On peut bien penser, en effet, qu’un si vif engouement avait promptement passé de l’œuvre à son auteur. Dans ce milieu vibrant, sonore et surchauffé de la société parisienne, on avait vu déjà surgir, dans ces dernières années, bien des grands hommes improvisés, bien des héros d’une heure ; mais la renommée d’aucun d’eux n’approcha, même de loin, le prestige surprenant qui, du jour au lendemain, s’attacha au nom de Guibert et lui resta longtemps fidèle. « Il s’élance vers la gloire par tous les chemins, » prédisait le Grand Frédéric, auquel faisait écho le patriarche de Ferney : « Je ne sais s’il sera un Corneille ou un Turenne, mais il me paraît fait pour le grand, en quelque genre qu’il travaille. » Julie de Lespinasse ne fait que s’associera l’avis général lorsqu’elle lui dit, au début de leur amitié : « Il y a des noms faits pour l’Histoire ; le vôtre excitera l’admiration ! » Nul, en parlant de lui, n’oserait employer d’autre mot que celui de génie ; nul ne doute qu’il soit, dans l’avenir, l’honneur de sa patrie, l’instrument de son relèvement. « Il est, dira encore Julie[2], comme à la tête d’une société de gens de beaucoup d’esprit, dont il est, pour ainsi dire, l’oracle. Ses disciples et ses amis ont une si haute opinion de ses vertus et de ses mérites, que quelques-uns se félicitent d’être nés de son temps, comme je ne sais plus quel philosophe se félicitait d’être né du temps

  1. Correspondance littéraire de La Harpe.
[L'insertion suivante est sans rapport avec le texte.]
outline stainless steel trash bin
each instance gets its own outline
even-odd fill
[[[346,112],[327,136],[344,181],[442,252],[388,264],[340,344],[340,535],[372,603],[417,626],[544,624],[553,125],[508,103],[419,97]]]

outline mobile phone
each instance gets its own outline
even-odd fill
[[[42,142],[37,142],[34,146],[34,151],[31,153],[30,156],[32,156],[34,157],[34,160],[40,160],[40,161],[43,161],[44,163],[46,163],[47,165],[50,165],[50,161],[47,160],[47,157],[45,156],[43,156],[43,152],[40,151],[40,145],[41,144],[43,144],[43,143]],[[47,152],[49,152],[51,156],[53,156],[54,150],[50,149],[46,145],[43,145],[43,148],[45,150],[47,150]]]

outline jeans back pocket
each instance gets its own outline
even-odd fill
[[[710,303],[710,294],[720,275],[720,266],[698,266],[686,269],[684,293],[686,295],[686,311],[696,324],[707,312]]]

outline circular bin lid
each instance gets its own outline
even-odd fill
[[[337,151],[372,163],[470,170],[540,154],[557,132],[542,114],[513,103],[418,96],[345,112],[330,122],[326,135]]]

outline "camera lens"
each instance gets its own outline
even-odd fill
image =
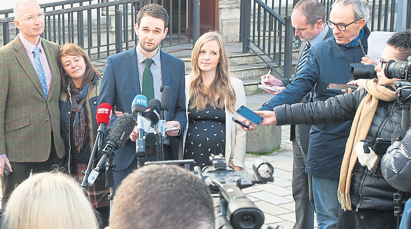
[[[373,65],[365,65],[361,63],[351,63],[351,76],[354,80],[359,79],[376,78],[377,72],[374,70]]]
[[[389,60],[384,68],[384,74],[388,79],[406,79],[407,62],[395,62],[393,60]]]

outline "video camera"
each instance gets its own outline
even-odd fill
[[[219,194],[215,228],[260,228],[264,223],[264,214],[241,189],[274,181],[272,166],[263,159],[258,159],[253,165],[253,174],[247,170],[236,171],[226,166],[221,154],[212,154],[210,158],[212,165],[204,167],[202,171],[199,167],[195,167],[194,172],[210,187],[212,193]]]

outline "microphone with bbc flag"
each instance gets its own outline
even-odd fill
[[[107,135],[106,144],[102,150],[103,155],[88,178],[89,185],[94,183],[106,160],[109,157],[114,157],[115,150],[122,147],[129,138],[130,134],[136,126],[135,123],[136,120],[133,115],[128,113],[122,114],[115,120]]]
[[[162,148],[162,145],[160,144],[160,137],[161,136],[161,134],[159,132],[157,128],[159,122],[159,120],[160,118],[160,114],[161,113],[161,110],[159,107],[160,106],[161,106],[160,101],[158,99],[151,99],[148,102],[148,107],[146,109],[145,111],[144,111],[144,113],[143,115],[143,116],[150,119],[151,121],[152,125],[154,125],[154,134],[156,136],[156,139],[157,143],[157,161],[162,160],[160,157],[162,150],[160,150]]]
[[[97,112],[96,113],[96,120],[99,125],[99,129],[97,130],[97,133],[99,130],[101,130],[102,136],[99,141],[98,151],[101,151],[101,147],[103,144],[103,139],[106,133],[106,127],[109,125],[109,123],[111,120],[113,116],[113,109],[110,104],[104,103],[99,105],[97,108]],[[97,139],[97,138],[96,138]]]
[[[99,128],[97,130],[96,140],[94,142],[93,149],[91,151],[90,158],[88,160],[87,168],[86,171],[84,171],[84,176],[81,182],[81,190],[85,193],[87,192],[85,187],[87,186],[88,179],[89,175],[90,174],[90,170],[91,169],[94,155],[96,154],[96,152],[101,150],[101,148],[103,145],[103,139],[104,139],[106,132],[106,127],[109,125],[109,123],[111,120],[112,116],[113,109],[111,109],[111,106],[109,104],[102,103],[97,107],[96,120],[97,121],[97,124],[99,125]],[[91,123],[91,122],[90,122]],[[91,125],[90,125],[91,126]],[[91,186],[92,184],[88,184],[88,185]]]

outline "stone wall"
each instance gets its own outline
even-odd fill
[[[226,42],[240,40],[240,0],[219,0],[219,32]]]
  2. Portrait de M. de Guibert par Mlle de Lespinasse, écrit dans les premiers temps de leur liaison et retouché par la main de d’Alembert (Archives du comte de Rochambeau). — Il existe un second portrait composé après celui-ci par Julie de Lespinasse ; c’est celui qui a été imprimé, sous le titre de Portrait du marquis de Mora, à la suite des lettres apocryphes publiées en 1820. On avait pu le croire fabriqué, comme les lettres qui le précèdent, jusqu’au jour où l’autographe a passé en vente, le 31 janvier 1854 ; mais, sauf M. Isambert, lequel a émis l’idée que ce pourrait être le portrait de Guibert, on a continué à croire que c’était le portrait de Mora. Il suffit cependant de le lire pour en reconnaître aisément le véritable modèle. Tout l’y désigne ; quelques-unes des expressions mêmes de ce morceau se retrouvent sous la plume de Mlle de Lespinasse dans ses lettres à Guibert. Au surplus, un point lève tous les doutes : ce portrait d’un homme qui, dit Mlle de Lespinasse, « l’a lu de ses propres yeux, » est daté de 1773, alors que Mora était parti depuis un an, pour ne plus revenir. Ajoutons qu’il existe, dans les archives du comte de Villeneuve-Guibert, un exemplaire de ce volume annoté de la main de la comtesse de Guibert, où celle-ci s’inscrit en faux contre l’attribution que l’on a faite dudit portrait et affirme, à plusieurs reprises, que c’est celui de son défunt époux.